Of course, if we had Bishops of any calibre, they would have already sorted this problem, it's not rocket science.

But, it occurs to me that there is one move that could be implemented quickly and effectively.

Maybe 'Catholic Doctrinal Studies?'

The Bishops, collectively, could develop a GCSE level course on Catholic Doctrinal Teaching; there is no reason why it should remain at this level, it could also be developed as a National Diploma in time.

Catholic Secondary schools would be directed to include this course as a mandatory part of the curriculum and application made to resolving the restrictions posed by the national curriculum (believe me, there are ways around this obstacle).

This qualification would provide a useful foil to the standard Religious Education examination that focuses on comparative studies.

Now, provided that the syllabus was designed in a manner faithful to Catholic teaching (and not handed over to a bunch of liturgical harpies) this would be a good way of reclaiming lost ground; not the only way by any means, but a good start.

So what are the chances of their Lordships taking up a scheme along these lines?

Hen's teeth, flying pigs and rocking horse dung spring to mind.



  1. Long ago, in another galaxy, the nuns put us in for Scripture O'Level - as far as I remember it was non-denominational.

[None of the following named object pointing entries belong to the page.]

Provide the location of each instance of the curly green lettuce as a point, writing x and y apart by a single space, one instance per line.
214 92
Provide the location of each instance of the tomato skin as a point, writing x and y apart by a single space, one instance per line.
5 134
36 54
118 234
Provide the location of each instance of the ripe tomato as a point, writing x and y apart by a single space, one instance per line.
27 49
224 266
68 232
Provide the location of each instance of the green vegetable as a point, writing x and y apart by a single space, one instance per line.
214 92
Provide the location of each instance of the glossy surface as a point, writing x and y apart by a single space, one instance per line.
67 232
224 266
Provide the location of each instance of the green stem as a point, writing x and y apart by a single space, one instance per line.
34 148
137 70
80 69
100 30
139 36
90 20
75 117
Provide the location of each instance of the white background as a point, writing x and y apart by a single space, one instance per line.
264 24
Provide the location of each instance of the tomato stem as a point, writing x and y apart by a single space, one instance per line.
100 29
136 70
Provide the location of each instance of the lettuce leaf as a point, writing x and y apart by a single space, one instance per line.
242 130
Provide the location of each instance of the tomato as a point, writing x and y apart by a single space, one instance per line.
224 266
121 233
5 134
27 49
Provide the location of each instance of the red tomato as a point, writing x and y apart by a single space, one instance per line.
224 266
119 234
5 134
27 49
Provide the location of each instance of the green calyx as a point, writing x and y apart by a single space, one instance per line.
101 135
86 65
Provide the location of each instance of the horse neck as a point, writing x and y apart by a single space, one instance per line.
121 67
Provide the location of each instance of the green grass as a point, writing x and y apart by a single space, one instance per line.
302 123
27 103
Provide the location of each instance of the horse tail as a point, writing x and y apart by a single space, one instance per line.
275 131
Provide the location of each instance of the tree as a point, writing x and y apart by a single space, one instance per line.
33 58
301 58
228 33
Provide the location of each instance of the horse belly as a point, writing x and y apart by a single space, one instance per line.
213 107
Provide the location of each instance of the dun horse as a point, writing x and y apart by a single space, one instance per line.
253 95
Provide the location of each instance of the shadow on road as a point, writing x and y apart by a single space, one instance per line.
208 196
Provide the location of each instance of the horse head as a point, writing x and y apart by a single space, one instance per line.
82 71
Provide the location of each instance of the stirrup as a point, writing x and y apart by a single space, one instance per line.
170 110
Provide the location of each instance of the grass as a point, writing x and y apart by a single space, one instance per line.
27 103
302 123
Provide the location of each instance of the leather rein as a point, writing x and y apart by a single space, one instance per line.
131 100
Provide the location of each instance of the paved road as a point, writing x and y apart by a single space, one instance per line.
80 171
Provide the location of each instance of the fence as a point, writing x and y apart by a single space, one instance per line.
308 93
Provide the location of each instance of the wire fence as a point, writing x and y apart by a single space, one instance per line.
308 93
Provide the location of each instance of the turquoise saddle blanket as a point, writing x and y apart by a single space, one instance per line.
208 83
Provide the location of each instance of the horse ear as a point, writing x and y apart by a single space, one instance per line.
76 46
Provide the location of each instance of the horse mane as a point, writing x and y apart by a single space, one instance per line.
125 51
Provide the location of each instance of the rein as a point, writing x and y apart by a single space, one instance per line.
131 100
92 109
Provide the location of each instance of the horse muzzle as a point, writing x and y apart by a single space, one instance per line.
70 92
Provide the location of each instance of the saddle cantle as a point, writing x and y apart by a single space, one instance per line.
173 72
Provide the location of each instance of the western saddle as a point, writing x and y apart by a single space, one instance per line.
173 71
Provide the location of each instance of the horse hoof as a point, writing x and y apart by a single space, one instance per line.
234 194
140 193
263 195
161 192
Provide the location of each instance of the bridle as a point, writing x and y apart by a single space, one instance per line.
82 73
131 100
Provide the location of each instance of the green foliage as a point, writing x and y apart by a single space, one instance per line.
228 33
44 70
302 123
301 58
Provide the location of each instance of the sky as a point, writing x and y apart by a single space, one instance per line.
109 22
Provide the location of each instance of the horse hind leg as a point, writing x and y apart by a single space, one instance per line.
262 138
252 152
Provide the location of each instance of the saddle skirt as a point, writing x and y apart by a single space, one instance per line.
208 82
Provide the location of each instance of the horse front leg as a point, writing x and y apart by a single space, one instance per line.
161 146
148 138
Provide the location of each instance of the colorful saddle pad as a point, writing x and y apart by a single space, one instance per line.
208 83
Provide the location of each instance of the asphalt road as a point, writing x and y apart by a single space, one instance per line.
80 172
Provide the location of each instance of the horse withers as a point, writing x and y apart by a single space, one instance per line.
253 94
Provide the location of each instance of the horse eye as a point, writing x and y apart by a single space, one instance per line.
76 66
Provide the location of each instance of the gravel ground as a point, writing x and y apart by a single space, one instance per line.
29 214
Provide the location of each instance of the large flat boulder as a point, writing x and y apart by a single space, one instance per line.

It concentrated on the Synoptic Gospels - and was knowledge based, with very little opportunity to discuss the implications of the events at Caesaria Phillippi on the Sheban lesbian community.

  2. YES, Iremember this course as well. Everyone in our Convent Grammar school had to take this, even the noncatholics. The BIG religious exams though, were those set by The Conference of Catholic Colleges which we took in March: School Religious Certificate and Higher Religious Certificate. You could not enter a Catholic Training College without them. They were very
    faithful and comprehensive. Part 1 was a sort of General Catholic Knowledge test of twenty questions.

  3. As another Scripture 'O' leveller I think it's a great idea. But would the State allow it? Would Catholic schools have more freedom if they went for the Bacc?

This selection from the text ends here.